Fue apenas un escupitajo de fuego lanzado a medio cielo desde el torreón de la plaza de la Constitución, pero más que suficiente para desatar aquel pandemonio de cuarenta cañones de todo calibre, todos rugiendo a un tiempo con tal furia, que lograron abultarles las braguetas de pura excitación a los generales.
Una nube de polvo y humo negro envolvió en segundos el espacio de la plaza, mientras balas rasas, metrallas y cascotes volaban, saltaban o estallaban como si un dinamitero enloquecido se hubiera ensañado con la iglesia del cura Bellando y con las construcciones de los alrededores. En medio del bombardeo infernal y los incendios, los hombres librados de las balas se apretujaban en los recovecos de los cantones o taponaban con colchones y bolsas de lana las averías mientras otros morían sin haber tenido la oportunidad de dispararle un solo tiro a alguien, pues los brasileños y los hombres de Venancio Flores observaban o desayunaban café con galleta a prudente distancia, fuera del alcance de los fusiles.
Solo los hombres de las cinco piezas de artillería disponibles respondían a los cuarenta cañones abiertos en semicírculo desde el centro del río hasta la cuchilla Bella Vista.
Y nunca se les vio en el mismo sitio.
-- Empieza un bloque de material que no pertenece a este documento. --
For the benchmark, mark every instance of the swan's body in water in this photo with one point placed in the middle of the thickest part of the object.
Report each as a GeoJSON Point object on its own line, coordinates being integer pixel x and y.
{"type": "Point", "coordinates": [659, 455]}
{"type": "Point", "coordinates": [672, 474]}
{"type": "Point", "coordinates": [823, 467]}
Cada poco, entre tres o cuatro artilleros arrastraban los cañones de un cantón a otro o hasta una tronera debilitada por las bajas o al centro de una manzana en donde era preciso desalojar a las hordas de invasores cada vez más cerca.
Desde la ventana alta y descalabrada de la sacristía, los hombres del mayor Belisario Estomba se turnaban detrás de un cañoncito recalentado y ridículo, ajenos al torrencial despilfarro de gritos de Felipe Argentó desde el Cuartel de Artillería.
– ¡Dejen de joder! ¡Paren esa mierda que nos están fusilando a cañonazos! -aullaba a todo pescuezo desde el Cuartel de Artillería, pues por cada tiro del pequeño cañón, debajo recibían a cambio una andanada de treinta balas brasileñas.